For a Good Audit, You Need to Select the Right Team

AFTER LOOKING AT AUDITING FIRMS, ACADEMIC LITERATURE NOW FOCUSES ON OFFICES AND INDIVIDUALS, SHOWING THAT KNOWING HOW TO COMBINE DIFFERENT SKILLS AND PROFILES WITHIN THE GROUP IMPROVES THE QUALITY OF AUDITS

by Angelo Ditillo and Angela Pettinicchio, Dept. of Accounting, Bocconi
Translated by Alex Foti



Financial reporting plays a decisive role in ensuring the efficient functioning of capital markets, as it is a staple of the decision-making process of investors and stakeholders, which is aimed at optimizing the allocation of savings.

The accounting scandals that have swept international markets since the year 2000 are testament to the presence of information asymmetry between companies and markets that arises from incomplete and misleading financial communication, and that can generate devastating economic impacts. For this reason, international legislators and academic researchers have focused their attention on the role of auditors as subjects capable of expressing independent judgment on the reliability of corporate information released to the market. The purpose is to study potential tools that can improve the quality and transparency of companies’ balance sheets.

While academic literature focused on auditing firms at first, in order to determine which of their characteristics could positively influence the quality of the auditing services provided (for instance, consultancy size), over the last decade the level of analysis has gotten more specific, focusing on key offices and, finally, on individual auditors. In this regard, it was demonstrated how the demographic characteristics of signatory partners, above all their gender, can have a decisive impact on the quality of the audit provided (and, therefore, indirectly, on the quality of financial information disclosed by the client company). It should be considered, however, that the individual auditors do not operate in isolation, since their work is by necessity influenced by the interactions and social dynamics that are established at the level of work teams.

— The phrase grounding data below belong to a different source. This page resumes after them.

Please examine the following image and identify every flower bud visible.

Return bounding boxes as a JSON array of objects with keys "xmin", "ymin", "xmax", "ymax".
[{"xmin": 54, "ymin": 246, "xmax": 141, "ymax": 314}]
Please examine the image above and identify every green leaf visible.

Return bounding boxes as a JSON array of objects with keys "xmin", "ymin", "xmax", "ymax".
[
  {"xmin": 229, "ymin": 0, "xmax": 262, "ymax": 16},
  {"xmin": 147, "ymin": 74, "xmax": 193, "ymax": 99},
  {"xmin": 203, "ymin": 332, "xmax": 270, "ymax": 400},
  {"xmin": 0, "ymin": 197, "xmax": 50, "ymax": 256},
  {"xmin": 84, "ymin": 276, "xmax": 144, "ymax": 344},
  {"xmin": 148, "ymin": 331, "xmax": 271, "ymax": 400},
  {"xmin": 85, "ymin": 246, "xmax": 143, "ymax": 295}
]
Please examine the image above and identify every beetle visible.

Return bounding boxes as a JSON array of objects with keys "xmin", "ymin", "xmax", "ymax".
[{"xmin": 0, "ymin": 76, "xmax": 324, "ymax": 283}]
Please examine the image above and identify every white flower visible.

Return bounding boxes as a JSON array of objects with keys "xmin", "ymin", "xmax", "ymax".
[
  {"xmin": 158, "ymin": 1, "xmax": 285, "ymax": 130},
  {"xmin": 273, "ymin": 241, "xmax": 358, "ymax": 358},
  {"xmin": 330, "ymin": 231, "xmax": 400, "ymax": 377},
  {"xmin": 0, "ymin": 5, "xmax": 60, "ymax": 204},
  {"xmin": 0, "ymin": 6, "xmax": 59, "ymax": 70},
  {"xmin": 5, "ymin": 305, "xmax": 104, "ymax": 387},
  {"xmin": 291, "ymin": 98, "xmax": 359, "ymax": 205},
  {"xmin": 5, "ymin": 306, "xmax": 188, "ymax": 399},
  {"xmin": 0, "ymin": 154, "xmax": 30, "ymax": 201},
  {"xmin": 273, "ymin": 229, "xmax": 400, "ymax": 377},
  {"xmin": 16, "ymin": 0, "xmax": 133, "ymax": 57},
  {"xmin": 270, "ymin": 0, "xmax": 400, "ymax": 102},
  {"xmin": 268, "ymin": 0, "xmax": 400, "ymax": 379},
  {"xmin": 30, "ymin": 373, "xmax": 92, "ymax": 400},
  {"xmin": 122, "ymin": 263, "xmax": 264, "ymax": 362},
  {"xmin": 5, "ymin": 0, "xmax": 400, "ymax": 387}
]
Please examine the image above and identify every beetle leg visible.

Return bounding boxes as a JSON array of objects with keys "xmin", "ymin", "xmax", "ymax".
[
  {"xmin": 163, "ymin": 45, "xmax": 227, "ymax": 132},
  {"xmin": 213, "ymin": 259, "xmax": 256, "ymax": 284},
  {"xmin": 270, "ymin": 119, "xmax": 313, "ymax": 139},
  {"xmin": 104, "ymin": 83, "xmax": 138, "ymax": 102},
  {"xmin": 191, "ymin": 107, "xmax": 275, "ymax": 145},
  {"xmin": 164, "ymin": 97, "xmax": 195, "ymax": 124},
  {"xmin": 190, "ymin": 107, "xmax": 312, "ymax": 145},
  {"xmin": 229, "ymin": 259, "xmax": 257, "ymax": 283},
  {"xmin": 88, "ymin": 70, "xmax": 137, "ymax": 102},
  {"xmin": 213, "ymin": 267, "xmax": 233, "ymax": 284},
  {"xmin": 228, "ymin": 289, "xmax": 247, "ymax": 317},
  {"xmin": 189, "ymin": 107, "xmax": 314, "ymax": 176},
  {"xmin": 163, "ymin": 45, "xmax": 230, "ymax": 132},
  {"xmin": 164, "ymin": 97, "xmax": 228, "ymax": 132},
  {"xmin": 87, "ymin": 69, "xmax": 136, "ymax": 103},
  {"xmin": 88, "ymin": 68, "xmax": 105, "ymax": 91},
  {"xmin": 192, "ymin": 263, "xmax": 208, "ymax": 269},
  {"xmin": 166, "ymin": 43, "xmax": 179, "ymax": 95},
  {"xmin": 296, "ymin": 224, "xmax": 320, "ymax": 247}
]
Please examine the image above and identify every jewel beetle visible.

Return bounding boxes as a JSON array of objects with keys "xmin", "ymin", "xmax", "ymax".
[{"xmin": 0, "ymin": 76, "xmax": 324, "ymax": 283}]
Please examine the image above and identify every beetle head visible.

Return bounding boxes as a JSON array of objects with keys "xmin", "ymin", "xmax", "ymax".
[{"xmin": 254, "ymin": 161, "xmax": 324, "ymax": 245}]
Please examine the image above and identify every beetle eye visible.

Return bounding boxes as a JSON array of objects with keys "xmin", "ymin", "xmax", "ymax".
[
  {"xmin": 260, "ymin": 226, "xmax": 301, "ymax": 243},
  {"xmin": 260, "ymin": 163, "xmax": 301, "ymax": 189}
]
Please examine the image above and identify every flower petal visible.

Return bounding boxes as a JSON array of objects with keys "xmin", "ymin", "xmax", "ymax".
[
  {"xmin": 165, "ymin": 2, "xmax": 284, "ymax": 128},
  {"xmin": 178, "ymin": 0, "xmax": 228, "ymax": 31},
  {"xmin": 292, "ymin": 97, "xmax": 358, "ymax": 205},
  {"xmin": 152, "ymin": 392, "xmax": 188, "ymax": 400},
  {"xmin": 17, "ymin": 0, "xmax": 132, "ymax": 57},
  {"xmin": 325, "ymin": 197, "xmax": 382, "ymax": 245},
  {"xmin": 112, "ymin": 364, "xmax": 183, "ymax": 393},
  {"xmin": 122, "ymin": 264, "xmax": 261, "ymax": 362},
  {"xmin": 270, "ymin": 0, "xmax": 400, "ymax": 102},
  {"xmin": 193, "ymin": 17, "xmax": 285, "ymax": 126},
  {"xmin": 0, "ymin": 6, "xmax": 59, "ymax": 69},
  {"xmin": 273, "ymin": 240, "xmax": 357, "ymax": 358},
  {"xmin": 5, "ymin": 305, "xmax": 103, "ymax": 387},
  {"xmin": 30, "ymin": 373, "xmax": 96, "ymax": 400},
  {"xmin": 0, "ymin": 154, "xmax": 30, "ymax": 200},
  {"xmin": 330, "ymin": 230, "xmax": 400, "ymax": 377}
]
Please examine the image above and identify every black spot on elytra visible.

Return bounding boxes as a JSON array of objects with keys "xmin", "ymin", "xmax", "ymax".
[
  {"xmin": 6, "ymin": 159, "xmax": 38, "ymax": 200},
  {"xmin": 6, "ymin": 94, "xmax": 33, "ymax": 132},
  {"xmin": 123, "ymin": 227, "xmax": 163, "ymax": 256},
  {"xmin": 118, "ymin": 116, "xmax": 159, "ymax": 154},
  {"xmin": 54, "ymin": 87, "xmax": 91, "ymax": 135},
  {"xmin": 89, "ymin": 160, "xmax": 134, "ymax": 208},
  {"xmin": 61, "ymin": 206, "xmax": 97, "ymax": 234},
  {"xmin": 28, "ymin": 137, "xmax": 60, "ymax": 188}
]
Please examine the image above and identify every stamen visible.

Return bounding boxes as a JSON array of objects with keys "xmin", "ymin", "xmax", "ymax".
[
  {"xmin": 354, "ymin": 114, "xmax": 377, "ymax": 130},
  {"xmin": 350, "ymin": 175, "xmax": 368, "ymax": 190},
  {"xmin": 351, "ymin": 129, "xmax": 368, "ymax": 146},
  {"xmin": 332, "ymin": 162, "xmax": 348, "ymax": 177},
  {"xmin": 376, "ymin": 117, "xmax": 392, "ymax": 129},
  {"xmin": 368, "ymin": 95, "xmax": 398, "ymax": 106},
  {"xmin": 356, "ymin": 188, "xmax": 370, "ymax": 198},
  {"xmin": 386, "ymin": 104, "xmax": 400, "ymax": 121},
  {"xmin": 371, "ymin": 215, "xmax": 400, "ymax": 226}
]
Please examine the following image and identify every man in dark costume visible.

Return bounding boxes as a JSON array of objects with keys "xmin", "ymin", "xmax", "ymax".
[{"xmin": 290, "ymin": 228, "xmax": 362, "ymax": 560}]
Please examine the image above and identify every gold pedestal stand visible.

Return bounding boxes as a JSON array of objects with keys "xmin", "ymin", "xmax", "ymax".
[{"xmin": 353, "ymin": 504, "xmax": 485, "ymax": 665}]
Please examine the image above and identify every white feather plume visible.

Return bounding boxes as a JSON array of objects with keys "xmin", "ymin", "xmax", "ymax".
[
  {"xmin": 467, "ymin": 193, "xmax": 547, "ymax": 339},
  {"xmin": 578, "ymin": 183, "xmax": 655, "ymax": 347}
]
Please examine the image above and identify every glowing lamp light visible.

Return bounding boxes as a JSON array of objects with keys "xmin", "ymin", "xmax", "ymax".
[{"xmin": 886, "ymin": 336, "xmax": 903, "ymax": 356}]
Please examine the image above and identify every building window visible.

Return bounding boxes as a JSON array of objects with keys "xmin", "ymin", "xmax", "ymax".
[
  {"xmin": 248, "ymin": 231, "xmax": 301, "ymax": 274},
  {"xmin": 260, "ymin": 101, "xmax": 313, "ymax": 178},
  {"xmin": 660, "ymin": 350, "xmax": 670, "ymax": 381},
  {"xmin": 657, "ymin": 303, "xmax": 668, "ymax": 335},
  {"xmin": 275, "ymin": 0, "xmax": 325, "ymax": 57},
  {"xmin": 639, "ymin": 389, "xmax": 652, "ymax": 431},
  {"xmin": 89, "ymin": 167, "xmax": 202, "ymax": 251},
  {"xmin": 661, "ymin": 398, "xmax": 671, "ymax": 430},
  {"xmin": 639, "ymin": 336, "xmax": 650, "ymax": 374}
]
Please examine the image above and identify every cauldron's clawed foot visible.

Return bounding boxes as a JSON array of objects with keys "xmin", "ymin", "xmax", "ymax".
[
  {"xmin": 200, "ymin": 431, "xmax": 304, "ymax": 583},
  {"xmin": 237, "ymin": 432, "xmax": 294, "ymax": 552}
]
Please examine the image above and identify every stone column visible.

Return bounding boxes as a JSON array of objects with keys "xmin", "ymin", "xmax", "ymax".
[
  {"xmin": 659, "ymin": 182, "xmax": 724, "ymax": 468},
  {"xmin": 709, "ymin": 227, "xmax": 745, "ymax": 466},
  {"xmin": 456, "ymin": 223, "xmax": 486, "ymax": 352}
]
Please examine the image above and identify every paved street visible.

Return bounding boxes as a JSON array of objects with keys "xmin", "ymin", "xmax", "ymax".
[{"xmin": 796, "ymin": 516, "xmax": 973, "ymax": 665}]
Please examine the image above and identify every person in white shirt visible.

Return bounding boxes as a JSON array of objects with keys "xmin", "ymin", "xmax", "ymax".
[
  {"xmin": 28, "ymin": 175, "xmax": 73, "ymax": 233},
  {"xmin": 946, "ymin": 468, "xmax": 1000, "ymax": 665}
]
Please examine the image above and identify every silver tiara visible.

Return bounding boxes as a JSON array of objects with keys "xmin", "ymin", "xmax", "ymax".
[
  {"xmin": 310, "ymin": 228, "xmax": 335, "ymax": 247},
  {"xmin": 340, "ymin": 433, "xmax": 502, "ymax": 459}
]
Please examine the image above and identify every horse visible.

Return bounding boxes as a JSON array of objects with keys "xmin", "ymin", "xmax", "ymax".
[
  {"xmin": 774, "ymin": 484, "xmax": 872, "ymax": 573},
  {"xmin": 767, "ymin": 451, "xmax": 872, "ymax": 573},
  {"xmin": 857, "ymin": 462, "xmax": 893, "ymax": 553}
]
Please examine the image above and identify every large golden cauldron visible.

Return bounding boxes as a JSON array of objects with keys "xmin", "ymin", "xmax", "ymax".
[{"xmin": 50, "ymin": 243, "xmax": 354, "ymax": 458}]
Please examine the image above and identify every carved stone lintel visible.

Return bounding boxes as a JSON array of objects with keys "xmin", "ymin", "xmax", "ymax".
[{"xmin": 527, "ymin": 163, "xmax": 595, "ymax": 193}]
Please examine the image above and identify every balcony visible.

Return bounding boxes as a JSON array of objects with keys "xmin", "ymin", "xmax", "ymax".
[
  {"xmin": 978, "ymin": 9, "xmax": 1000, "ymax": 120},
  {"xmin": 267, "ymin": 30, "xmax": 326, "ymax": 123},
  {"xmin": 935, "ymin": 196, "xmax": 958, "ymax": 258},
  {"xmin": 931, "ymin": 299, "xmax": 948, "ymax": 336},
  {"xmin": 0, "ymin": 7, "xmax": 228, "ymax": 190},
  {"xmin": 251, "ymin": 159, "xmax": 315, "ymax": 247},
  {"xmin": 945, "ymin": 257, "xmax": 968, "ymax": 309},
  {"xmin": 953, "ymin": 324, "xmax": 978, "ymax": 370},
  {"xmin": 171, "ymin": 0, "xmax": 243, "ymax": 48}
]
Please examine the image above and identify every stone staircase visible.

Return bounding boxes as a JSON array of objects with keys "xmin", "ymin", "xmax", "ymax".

In a recent paper co-written with Mara Cameran, published in European Accounting Review in 2018, we have uncovered which key features of auditing teams have a positive impact on the quality and efficiency of company audits. In particular, the data show that a higher percentage of work hours of partners and managers assigned to an audit in the early stages of the consulting relationship has a negative impact on the quality of the audit, while this effect becomes positive as the duration of the relationship with the client company increases. This result can be explained by considering that a higher number of hours assigned to partners and managers corresponds, in relative terms, to a lower number of hours assigned to seniors and staff, which actually carry out most of the technical work. And the focus on technical aspects is of particular importance in the early stages of the assignment, as it is necessary to deepen knowledge of the client being audited. In addition to this, the diversity of partners and managers in terms of training and gender in the work team has a positive impact on the quality and efficiency of the auditing of financial statements.
 
The results are primarily relevant for auditing companies in terms of their personnel selection policies and organization of their auditing activities. Furthermore, they have implications for the international bodies which set auditing and accounting standards and in the last few years have underlined the importance of the characteristics of auditing teams for the quality of financial reporting. This could lead to the definition of standards for the selection of individuals that are assigned to the various auditing tasks, in order to increase the quality of external audits on companies’ accounts.